لماذا حجم discourse postgres_data كبير جدًا؟

Today I was evaluating my discourse server and found two weird things.

1- If I understand correctly, the discourse postgres_data folder which is in /var/discourse/shared/standalone folder, is where discourse stores the database. Now this folder for my forum is about 8GB. Which I believe is too big for a humble forum. Can someone explain why its too big?

2- I have another folder named postgres_data_old that is also about 7GB. What is this for?

Also, my server memory was about 4GB. I found its mostly consumed. So I upgraded it to 8GB. Again I think a humble forum shouldn’t need that much of memory.

There was a postgres update recently, there is a old folder in case something went wrong.

If your forum works fine, you can execute this command

cd /var/discourse
./launcher cleanup app

It should clean the old postgres data folder.

For the memory, DIscourse works this way, it uses the most memory it can, you don’t have to worry about that.

If you want it to use less memory, you can change the db_shared_buffers in the app.yml (command : nano containers/app.yml)

what about the big database? Is it something wrong with my forum? I think its way too larger than it should be.

How many posts do you have ?

I’ll let a specialist give you an answer about that. I know that Discourse stores a lot of information to provide relevent statistics and a good search engine I guess. It may not be alarming.

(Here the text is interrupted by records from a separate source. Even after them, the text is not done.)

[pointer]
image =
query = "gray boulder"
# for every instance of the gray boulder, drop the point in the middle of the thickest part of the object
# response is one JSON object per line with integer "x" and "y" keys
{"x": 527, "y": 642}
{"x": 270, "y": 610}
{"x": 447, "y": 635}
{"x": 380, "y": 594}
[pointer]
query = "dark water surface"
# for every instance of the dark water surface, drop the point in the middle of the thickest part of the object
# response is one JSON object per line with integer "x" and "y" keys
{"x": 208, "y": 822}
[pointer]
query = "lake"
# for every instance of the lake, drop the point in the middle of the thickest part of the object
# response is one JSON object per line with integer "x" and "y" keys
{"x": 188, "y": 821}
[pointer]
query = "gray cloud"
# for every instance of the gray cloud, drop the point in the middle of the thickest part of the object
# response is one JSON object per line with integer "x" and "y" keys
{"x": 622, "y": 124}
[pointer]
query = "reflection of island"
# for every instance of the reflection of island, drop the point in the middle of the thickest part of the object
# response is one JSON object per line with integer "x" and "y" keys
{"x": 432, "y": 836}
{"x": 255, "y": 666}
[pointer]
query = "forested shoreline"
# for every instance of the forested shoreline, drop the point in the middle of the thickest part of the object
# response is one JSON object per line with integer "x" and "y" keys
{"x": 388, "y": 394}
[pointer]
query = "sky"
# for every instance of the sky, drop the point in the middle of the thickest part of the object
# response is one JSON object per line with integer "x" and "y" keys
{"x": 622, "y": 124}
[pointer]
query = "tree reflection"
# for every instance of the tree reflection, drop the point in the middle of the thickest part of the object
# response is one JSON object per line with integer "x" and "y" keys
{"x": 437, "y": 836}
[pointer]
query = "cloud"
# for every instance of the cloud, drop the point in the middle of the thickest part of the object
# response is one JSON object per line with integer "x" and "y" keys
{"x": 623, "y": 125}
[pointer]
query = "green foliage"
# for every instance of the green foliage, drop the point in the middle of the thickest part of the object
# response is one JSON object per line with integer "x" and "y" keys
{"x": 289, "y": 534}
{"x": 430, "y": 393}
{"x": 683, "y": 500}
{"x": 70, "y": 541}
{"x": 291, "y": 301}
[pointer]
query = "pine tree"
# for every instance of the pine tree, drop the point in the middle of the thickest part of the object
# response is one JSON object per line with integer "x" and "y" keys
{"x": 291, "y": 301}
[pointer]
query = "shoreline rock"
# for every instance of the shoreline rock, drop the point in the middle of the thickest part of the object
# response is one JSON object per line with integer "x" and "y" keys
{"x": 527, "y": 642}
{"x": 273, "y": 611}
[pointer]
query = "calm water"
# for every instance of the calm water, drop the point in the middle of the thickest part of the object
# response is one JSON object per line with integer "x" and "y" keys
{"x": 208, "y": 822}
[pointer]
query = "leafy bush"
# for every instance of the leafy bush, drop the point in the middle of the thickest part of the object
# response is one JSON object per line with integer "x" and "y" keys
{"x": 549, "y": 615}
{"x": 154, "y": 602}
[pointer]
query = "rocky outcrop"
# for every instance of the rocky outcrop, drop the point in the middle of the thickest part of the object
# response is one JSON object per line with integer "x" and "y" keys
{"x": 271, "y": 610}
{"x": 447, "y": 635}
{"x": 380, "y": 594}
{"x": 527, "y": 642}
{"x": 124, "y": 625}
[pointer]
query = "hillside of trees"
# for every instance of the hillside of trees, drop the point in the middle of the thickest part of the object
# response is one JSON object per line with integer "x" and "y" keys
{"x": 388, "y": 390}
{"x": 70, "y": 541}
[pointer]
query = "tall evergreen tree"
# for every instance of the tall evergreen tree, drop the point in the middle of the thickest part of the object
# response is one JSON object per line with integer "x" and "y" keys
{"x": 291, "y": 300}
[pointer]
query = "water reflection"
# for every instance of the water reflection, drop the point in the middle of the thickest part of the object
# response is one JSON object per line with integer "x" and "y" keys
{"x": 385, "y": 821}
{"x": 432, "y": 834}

You can run the following commands to see which tables are taking up the most disk space

./launcher enter app
su - postgres
psql discourse
SELECT nspname || '.' || relname AS "relation",
    pg_size_pretty(pg_total_relation_size(C.oid)) AS "total_size"
  FROM pg_class C
  LEFT JOIN pg_namespace N ON (N.oid = C.relnamespace)
  WHERE nspname NOT IN ('pg_catalog', 'information_schema')
    AND C.relkind <> 'i'
    AND nspname !~ '^pg_toast'
  ORDER BY pg_total_relation_size(C.oid) DESC
  LIMIT 20;

This is the output of my forum for these commands. I think the first 5 rows are consuming too much space. I cant imagine why user_actions should be around 2GB. Or post timing about 1GB. Can you give me an idea what could be wrong?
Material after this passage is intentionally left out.